Solved – Transformation for negative skewness data

data transformationnormality-assumptionresidualsskewness

My analysis involved some behavioral data on swine. One measure we had was standing time (min) for pigs using accelerometers. Using SAS, I checked for normality, and results showed data to be non-normal (Shapiro–Wilk < 0.05). I then performed residual analysis, which again showed non-normal data. Skewness was -0.42. The reason for the negative skewness was probably because there was a set upper limit (60 min) for the variable measured. So I reflected the data and did a reflected SQRT. I then fit the transformed data through the model and re-checked the residuals. Results were still non-normal. Any suggestion on what I can do?

Best Answer

Trying to get to normality is usually a means to an end. Understanding the end will really help in understanding what is the best path forward, and oftentimes whether or not transforming to get to normality is even needed. There are tons of natural distributions that are not normal and do not need to be transformed to normal.
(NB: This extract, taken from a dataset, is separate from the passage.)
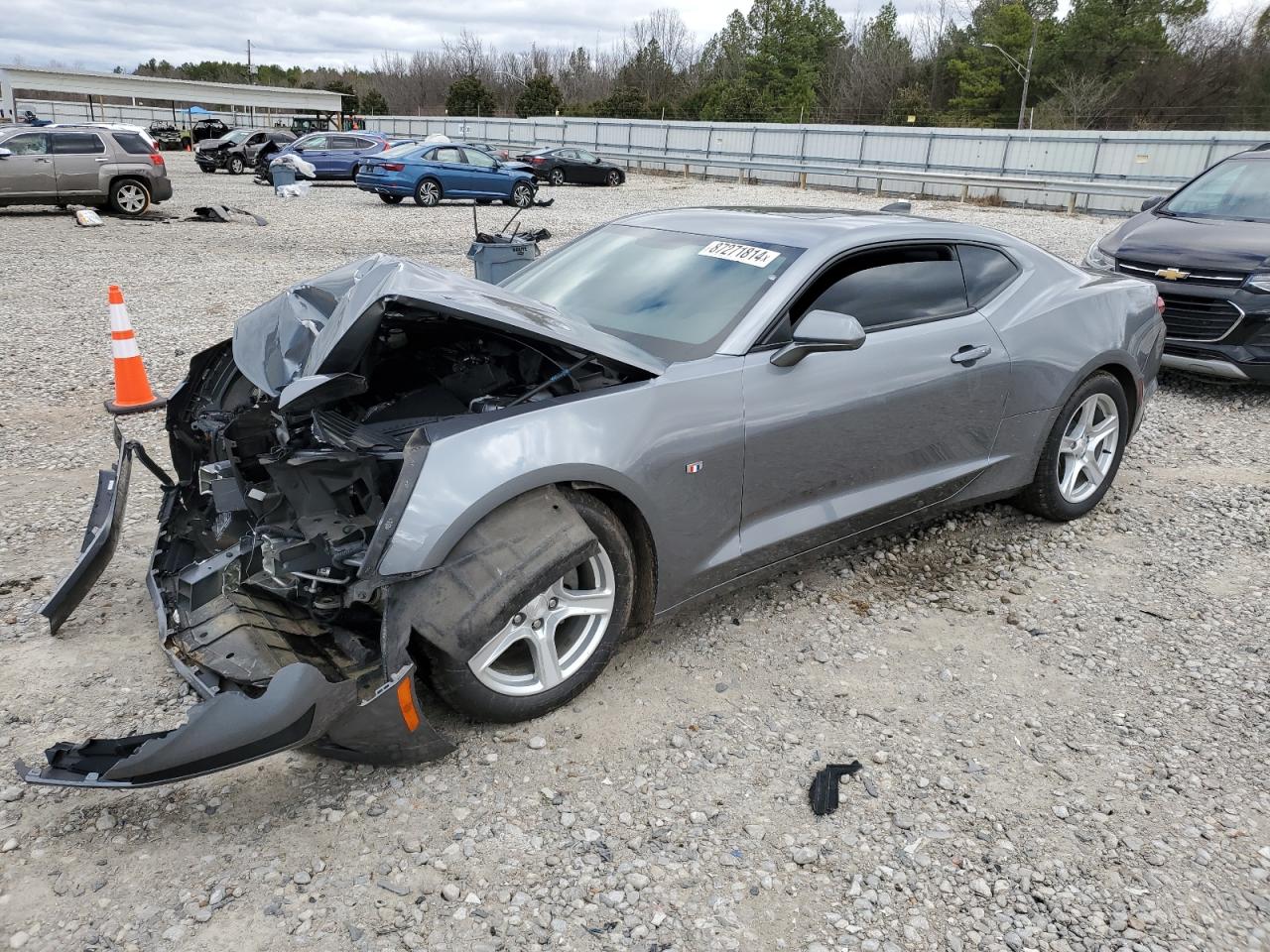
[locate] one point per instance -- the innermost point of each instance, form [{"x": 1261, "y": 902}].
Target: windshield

The set upper limit of 60 is problematic because it creates a false upper end of the distribution. You may be getting a bad Shapiro-Wilk simply because there are too many 60's in your dataset. I would recommend bootstrapping a right-tail or concatenating the upper and lower ends of your dataset. These are not ideal methods and must all be put in context of what you're trying to do, so as to see if they make sense.